1„Ist der Mensch auf Erden nicht immer im Dienst, / so wie ein Söldner jeden Tag?2Wie ein Sklave sich nach Schatten sehnt, / wie ein Tagelöhner nach dem Lohn,3so sind mir leere Monate beschert / und Nächte voller Mühsal zugeteilt.4Wenn ich liege, sage ich mir: / 'Wann stehe ich endlich wieder auf?' / Doch die Nacht zieht sich dahin, / und ich wälze mich bis zur Morgendämmerung herum.5Mein Leib ist gekleidet in Maden und Schorf, / meine Haut ist verkrustet und verfault.6Wie ein Weberschiffchen* fliegen meine Tage, / ganz ohne Hoffnung schwinden sie dahin.7Bedenke, dass mein Leben ein Hauch ist, / mein Auge nie mehr Gutes sehen wird.8Wer mich sehen will, / erblickt mich nicht mehr, / sucht mich dein Auge, / bin ich nicht mehr da.9Die Wolke löst sich auf und verschwindet, / und wer zu den Toten fährt, steigt nicht wieder auf.10Er kehrt nicht mehr in sein Haus zurück, / und seine Stätte kennt ihn nicht mehr.“
Hiob protestiert gegen Gottes Handeln mit ihm
11„So will auch ich meinen Mund nicht halten, / will reden in meiner inneren Angst, / will klagen voller Bitterkeit.12Bin ich ein Ungeheuer oder ein Meer, / dass du eine Wache gegen mich stellst?13Wenn ich sage: 'Mein Bett soll mich trösten, / mein Lager meine Klage ertragen',14so erschreckst du mich mit Träumen, / bringst mich durch Visionen in Angst,15so dass ich lieber ersticken wollte, / lieber den Tod als meine Knochen hier sehe.16Ich bin es satt! / Ich mag nicht ewig leben. / Lass mich! / Mein Leben ist doch nur ein Hauch.17Was ist der Mensch, / dass du ihn groß machst, / dass du Acht auf ihn hast,18dass du ihn jeden Morgen zur Rechenschaft ziehst, / dass du ihn jeden Augenblick prüfst?19Wann endlich blickst du von mir weg, / dass ich in Ruhe meinen Speichel schlucken kann?20Hab ich gesündigt?
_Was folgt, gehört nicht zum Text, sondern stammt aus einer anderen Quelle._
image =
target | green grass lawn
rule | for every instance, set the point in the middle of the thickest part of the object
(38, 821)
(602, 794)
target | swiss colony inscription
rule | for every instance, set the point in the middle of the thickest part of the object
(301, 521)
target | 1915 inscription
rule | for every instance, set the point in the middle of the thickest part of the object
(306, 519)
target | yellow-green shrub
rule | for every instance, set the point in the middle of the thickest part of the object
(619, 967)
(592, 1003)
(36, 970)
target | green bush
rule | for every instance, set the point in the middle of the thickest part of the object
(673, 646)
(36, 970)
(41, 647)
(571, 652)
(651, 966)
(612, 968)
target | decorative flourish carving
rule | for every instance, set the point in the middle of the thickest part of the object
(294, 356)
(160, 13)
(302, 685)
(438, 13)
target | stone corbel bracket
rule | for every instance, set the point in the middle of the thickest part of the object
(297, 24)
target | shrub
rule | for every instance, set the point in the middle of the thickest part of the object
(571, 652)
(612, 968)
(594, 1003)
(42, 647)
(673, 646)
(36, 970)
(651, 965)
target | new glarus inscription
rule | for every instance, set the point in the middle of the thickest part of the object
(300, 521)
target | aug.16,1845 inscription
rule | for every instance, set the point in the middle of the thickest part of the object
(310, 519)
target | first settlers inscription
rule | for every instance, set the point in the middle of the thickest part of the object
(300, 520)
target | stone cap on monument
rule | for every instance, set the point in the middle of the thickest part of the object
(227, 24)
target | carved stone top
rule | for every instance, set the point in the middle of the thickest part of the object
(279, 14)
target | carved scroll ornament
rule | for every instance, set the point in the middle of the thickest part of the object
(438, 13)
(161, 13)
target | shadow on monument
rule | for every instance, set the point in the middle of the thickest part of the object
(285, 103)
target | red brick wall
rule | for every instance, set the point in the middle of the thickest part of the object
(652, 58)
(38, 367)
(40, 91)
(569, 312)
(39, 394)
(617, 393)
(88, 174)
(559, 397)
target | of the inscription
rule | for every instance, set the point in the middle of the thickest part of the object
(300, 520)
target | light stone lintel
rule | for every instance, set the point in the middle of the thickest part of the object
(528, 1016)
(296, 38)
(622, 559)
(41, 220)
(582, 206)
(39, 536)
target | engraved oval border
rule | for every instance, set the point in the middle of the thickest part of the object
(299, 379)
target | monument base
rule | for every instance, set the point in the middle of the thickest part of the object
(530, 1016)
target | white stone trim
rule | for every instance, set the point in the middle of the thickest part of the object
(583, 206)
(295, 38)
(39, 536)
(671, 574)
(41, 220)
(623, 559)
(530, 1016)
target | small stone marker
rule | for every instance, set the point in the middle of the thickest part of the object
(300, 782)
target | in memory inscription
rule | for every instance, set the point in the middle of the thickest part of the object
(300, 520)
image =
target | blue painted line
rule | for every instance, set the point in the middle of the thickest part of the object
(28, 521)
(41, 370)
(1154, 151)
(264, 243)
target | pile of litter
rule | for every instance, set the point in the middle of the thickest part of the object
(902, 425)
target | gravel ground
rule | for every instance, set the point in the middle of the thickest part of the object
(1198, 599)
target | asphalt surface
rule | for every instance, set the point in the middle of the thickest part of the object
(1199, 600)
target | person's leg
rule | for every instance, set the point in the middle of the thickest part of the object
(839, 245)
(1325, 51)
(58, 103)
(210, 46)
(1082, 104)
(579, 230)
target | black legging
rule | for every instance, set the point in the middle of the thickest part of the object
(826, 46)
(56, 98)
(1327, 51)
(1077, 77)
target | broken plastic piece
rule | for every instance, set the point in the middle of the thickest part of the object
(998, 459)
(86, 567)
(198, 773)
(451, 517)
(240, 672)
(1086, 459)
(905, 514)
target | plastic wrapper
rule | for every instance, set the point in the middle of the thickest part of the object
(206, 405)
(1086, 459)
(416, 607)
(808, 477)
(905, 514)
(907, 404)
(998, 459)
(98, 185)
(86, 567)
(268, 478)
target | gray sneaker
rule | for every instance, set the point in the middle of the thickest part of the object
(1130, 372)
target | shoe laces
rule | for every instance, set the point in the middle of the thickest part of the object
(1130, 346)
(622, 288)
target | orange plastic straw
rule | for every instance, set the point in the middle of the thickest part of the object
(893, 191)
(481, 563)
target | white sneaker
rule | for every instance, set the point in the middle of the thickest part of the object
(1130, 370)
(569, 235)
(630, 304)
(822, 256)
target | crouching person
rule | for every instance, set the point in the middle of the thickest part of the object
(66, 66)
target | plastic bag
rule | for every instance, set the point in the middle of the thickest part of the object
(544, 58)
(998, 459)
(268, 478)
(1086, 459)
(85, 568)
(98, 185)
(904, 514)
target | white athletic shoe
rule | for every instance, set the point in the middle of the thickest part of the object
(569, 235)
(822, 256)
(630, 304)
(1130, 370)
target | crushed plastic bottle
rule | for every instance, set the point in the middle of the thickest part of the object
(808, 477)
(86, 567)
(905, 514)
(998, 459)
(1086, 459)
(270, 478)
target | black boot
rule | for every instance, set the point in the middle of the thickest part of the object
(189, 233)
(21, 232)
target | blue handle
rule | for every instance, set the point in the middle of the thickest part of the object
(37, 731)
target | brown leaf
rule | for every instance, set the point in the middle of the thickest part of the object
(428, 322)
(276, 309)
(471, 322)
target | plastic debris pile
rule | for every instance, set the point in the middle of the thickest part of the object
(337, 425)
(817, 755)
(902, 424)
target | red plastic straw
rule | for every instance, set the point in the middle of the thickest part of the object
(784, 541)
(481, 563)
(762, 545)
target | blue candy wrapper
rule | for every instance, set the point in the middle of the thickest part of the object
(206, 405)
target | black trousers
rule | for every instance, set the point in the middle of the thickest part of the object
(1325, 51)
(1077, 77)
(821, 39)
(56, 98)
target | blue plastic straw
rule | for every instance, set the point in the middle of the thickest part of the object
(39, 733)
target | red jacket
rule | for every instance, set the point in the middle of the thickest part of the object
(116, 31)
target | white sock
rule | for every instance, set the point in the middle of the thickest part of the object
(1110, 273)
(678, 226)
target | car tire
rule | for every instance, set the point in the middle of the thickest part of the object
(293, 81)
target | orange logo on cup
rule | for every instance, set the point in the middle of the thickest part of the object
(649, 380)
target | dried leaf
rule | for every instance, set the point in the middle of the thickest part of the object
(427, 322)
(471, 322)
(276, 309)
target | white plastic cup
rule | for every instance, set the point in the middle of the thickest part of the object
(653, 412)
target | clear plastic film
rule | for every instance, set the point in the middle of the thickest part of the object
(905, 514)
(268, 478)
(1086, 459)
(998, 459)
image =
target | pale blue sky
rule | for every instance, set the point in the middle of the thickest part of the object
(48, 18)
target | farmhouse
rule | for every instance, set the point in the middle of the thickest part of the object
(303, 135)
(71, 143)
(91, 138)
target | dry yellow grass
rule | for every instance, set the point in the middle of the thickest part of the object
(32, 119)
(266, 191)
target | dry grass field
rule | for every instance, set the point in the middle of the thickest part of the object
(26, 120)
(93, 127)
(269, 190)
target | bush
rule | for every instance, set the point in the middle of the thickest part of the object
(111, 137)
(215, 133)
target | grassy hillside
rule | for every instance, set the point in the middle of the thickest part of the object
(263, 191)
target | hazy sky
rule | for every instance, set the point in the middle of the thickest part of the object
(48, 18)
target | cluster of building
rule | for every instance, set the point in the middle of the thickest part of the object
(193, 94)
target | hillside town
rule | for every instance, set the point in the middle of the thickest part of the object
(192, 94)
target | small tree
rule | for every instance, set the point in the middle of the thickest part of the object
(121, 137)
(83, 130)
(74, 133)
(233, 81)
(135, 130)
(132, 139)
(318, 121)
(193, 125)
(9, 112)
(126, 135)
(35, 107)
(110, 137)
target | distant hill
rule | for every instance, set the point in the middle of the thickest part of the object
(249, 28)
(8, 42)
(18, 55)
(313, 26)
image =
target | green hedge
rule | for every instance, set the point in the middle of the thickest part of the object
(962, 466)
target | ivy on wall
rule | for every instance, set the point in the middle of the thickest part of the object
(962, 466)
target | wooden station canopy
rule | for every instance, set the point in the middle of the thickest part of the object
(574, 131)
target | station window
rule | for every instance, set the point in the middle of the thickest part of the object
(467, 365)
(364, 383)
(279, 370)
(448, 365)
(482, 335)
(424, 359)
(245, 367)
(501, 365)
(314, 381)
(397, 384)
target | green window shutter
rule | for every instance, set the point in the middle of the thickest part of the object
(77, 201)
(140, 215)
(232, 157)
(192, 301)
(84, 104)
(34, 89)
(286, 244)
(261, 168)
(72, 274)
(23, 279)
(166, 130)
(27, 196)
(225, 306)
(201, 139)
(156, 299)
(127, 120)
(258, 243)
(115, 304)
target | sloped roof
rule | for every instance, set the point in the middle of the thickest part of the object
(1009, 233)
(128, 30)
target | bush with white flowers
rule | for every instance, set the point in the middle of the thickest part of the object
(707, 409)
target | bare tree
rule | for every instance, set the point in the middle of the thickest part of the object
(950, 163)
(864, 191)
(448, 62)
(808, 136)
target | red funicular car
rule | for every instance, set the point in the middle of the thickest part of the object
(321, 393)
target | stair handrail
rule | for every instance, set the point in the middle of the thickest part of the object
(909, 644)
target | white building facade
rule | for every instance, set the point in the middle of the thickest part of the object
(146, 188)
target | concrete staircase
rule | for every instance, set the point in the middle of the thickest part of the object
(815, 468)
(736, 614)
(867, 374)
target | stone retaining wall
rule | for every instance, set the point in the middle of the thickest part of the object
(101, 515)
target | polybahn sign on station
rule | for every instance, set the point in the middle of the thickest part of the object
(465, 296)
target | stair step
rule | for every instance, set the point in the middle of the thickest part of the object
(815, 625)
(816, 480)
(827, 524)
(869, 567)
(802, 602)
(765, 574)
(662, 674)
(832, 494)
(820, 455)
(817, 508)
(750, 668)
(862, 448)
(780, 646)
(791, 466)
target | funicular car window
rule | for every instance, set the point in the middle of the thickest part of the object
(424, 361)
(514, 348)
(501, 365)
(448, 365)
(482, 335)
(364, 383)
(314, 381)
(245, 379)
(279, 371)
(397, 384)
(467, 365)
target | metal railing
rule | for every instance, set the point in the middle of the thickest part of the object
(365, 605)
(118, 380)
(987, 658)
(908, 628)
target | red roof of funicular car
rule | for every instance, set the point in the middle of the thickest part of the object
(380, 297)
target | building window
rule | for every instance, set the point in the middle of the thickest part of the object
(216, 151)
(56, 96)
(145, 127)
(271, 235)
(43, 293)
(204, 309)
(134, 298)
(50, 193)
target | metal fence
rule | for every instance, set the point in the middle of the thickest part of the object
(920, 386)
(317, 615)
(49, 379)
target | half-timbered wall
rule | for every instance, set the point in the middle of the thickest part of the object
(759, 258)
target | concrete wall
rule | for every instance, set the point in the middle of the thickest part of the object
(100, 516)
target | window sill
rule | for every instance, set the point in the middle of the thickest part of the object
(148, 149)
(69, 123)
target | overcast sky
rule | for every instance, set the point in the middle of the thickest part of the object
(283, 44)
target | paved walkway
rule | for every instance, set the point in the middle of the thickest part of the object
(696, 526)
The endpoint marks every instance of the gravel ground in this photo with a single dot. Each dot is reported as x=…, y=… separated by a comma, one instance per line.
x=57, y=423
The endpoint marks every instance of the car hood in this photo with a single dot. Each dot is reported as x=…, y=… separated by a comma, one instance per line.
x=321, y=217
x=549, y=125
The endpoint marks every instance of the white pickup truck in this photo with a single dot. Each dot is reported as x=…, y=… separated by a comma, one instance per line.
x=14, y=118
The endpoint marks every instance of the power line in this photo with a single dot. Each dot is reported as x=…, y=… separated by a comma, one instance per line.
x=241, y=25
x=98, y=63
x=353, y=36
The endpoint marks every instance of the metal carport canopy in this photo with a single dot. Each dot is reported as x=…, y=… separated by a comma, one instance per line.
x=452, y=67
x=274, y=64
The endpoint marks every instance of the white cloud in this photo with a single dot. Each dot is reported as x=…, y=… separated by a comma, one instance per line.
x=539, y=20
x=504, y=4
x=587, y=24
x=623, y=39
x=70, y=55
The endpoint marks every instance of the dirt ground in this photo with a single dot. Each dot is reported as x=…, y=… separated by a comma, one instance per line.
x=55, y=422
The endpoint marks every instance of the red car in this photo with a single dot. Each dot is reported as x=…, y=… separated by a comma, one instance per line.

Was tat ich dir an, du Wächter der Menschen? / Warum hast du mich zu deiner Zielscheibe gemacht? / Warum werde ich mir selbst zur Last?21Und warum vergibst du mein Vergehen nicht / und erlässt mir meine Schuld? / So lege ich mich jetzt in den Erdenstaub, / und wenn du mich suchst, bin ich nicht mehr da.“
Einheitsübersetzung 2016
Not des Lebens
1Ist nicht Kriegsdienst des Menschen Leben auf der Erde? / Sind nicht seine Tage die eines Tagelöhners?2Wie ein Knecht ist er, der nach Schatten lechzt, / wie ein Tagelöhner, der auf seinen Lohn wartet.3So wurden Monde voll Enttäuschung mein Erbe / und Nächte voller Mühsal teilte man mir zu.4Lege ich mich nieder, sage ich: / Wann darf ich aufstehn? / Wird es Abend, bin ich gesättigt mit Unrast, bis es dämmert.5Mein Leib ist gekleidet in Maden und Schorf, / meine Haut schrumpft und eitert.6Schneller als das Weberschiffchen eilen meine Tage, / sie gehen zu Ende, ohne Hoffnung.7Denk daran, dass mein Leben nur ein Hauch ist! / Nie mehr schaut mein Auge Glück.8Kein Auge gewahrt mich, das nach mir sieht, / suchen mich deine Augen, dann bin ich nicht mehr da.9Wie die Wolke, die entschwand und dahinzog, / so steigt nie mehr auf, wer zur Unterwelt hinabstieg.10Nie mehr kehrt er zurück in sein Haus, / nie mehr erblickt ihn sein Ort.11So will auch ich meinen Mund nicht zügeln, / mit bedrängtem Geist will ich reden, / mit betrübter Seele will ich klagen.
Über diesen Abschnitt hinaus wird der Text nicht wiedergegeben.